Mild hyperthermia (39–43°C) is an effective radiosensitizer (1). Hyperthermia can eradicate tumor cells, particularly hypoxic cells, independently from timing with radiotherapy, with a clear dose-effect relationship (2–4). Hyperthermia also synergizes more directly with radiotherapy. Temperatures exceeding 39°C cause induction of heat shock proteins (HSPs), formation of reactive oxygen species (ROS), decrease in Superoxide dismutase (SOD), enhanced tissue perfusion and reduced oxygen consumption, the latter leading to reoxygenation and enhanced effectiveness of radiotherapy for hyperthermia given before radiotherapy (5–11). Temperatures exceeding 41°C cause inhibition of multiple repair pathways of radiotherapy-induced DNA damage if hyperthermia is given shortly before or after radiotherapy (1, 12, 13). Aforementioned effects all require different timing, sequence and temperature levels, and both time-dependent synergistic and time-independent additive hyperthermic effects contribute to the effectiveness of clinical hyperthermia (14) as confirmed in an in vivo mouse tumor model (15).

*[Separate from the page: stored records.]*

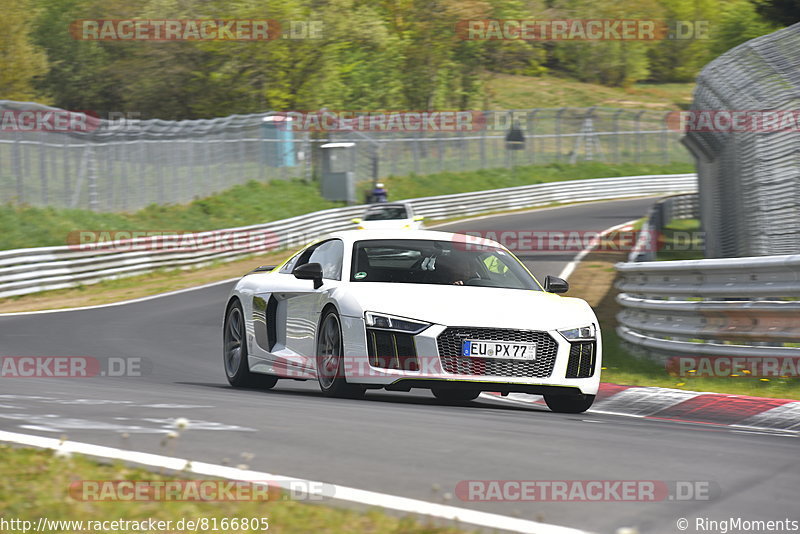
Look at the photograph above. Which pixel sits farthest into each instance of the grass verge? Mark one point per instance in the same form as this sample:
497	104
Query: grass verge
593	281
255	202
133	287
35	483
509	91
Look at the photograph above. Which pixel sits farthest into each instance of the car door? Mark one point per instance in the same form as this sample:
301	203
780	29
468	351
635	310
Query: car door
303	307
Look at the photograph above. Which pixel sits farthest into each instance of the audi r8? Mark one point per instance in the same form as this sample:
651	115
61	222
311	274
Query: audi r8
404	309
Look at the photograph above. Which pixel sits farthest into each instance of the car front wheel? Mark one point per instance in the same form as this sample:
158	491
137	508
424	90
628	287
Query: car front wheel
330	359
569	403
234	352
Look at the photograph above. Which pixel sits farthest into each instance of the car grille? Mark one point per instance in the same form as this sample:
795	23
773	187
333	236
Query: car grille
391	350
450	341
581	360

Hyperthermia is clinically proven radiosensitizer for many tumor sites (16, 17), including locally advanced cervical cancer (LACC) (18, 19). Recently two groups analyzed the impact of time interval on clinical outcome for LACC patients similarly treated with radiotherapy, followed by hyperthermia once a week. Long time intervals are possibly less effective, as radiotherapy-induced DNA damage will get repaired within hours after radiotherapy and for long intervals hyperthermia-induced inhibition of DNA repair can simply come too late to have a therapeutic effect. Our group did find such an impact (20), whereas Kroesen et al. did not (21), sparking a debate on potential reasons including tumor temperature (22, 23).
We have therefore read with interest the response of Kroesen et al. (22) on our opinion article “The Impact of the Time Interval between Radiation and Hyperthermia on Clinical Outcome in Patients with Locally Advanced Cervical Cancer” (23), and appreciate their thorough efforts to analyze possible effects of the time interval between radiotherapy and hyperthermia on treatment outcome in LACC patients treated with radiotherapy followed by hyperthermia. They now specifically checked this impact in a subgroup of their cohort in which the highest temperature was measured. They did so as van Leeuwen et al. had reported slightly higher tumor temperatures and because their group had reported preclinical results showing a strong dose-effect relationship in inducing inhibition of homologous recombination DNA repair, yielding stronger radiosensitization at higher temperatures (12). However, they could not find any indication that shorter time intervals were clinically more effective than longer intervals, not even in the subgroup with the highest temperatures.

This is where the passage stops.